Monday, December 03, 2007

Le dernier homme

1
Le dernier homme n’en était pas un. Nul n’aurait pu lui donner un âge, malgré les rides qui jalonnaient son visage comme autant de crevasses et la barbe qui tapissait ses joues d’un duvet blanc de gris. Si quelqu’un l’avait aperçu, assit les jambes en tailleur sur un bout d’autoroute face à la plaine ravagée, il l’aurait pris pour un ange tombé de là-haut. Mais, le dernier homme n’avait rien d’un ange, c’était une bête. Non pas une bête de foire qu’on aurait pu exhiber la mâchoire retroussée derrière les barreaux d’une cage, ni même une bête monstrueuse qui aurait rôdé dans les bois à la nuit tombée.
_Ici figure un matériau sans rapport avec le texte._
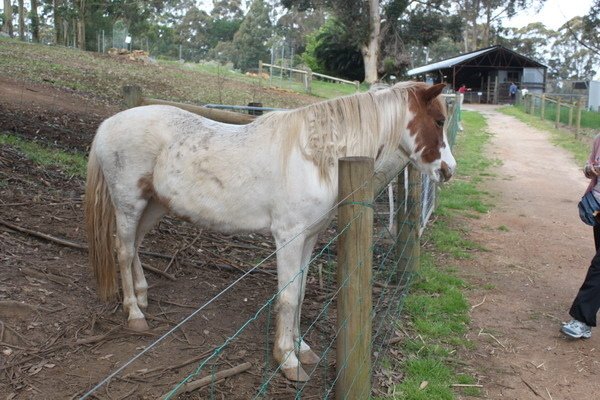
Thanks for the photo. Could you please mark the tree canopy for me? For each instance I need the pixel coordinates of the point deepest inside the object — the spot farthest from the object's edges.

Non, le dernier homme était ce que la bête est à la belle, son propre reflet. Car le dernier homme était assurément beau, et ce selon tous les canons esthétiques de toutes les époques confondues. Il se dressait là, face à l’aurore et le soleil irradiait la férocité de ses traits, soulignant les plis de sa peau et la force de son corps. Ceux qui l’avaient connu avant de disparaître à tout jamais, murmuraient qu’il avait su charmer la mort elle-même, qu’il était devenu son amant et que de fait, cette dernière, comme preuve de son amour, lui avait fait don de l’immortalité. Mais beaucoup d’histoires avaient couru sur le dernier homme, laissant dans leurs sillages leurs flots d’orgueil et d’avarice. Et à la fin, il ne restait plus qu’elle et lui.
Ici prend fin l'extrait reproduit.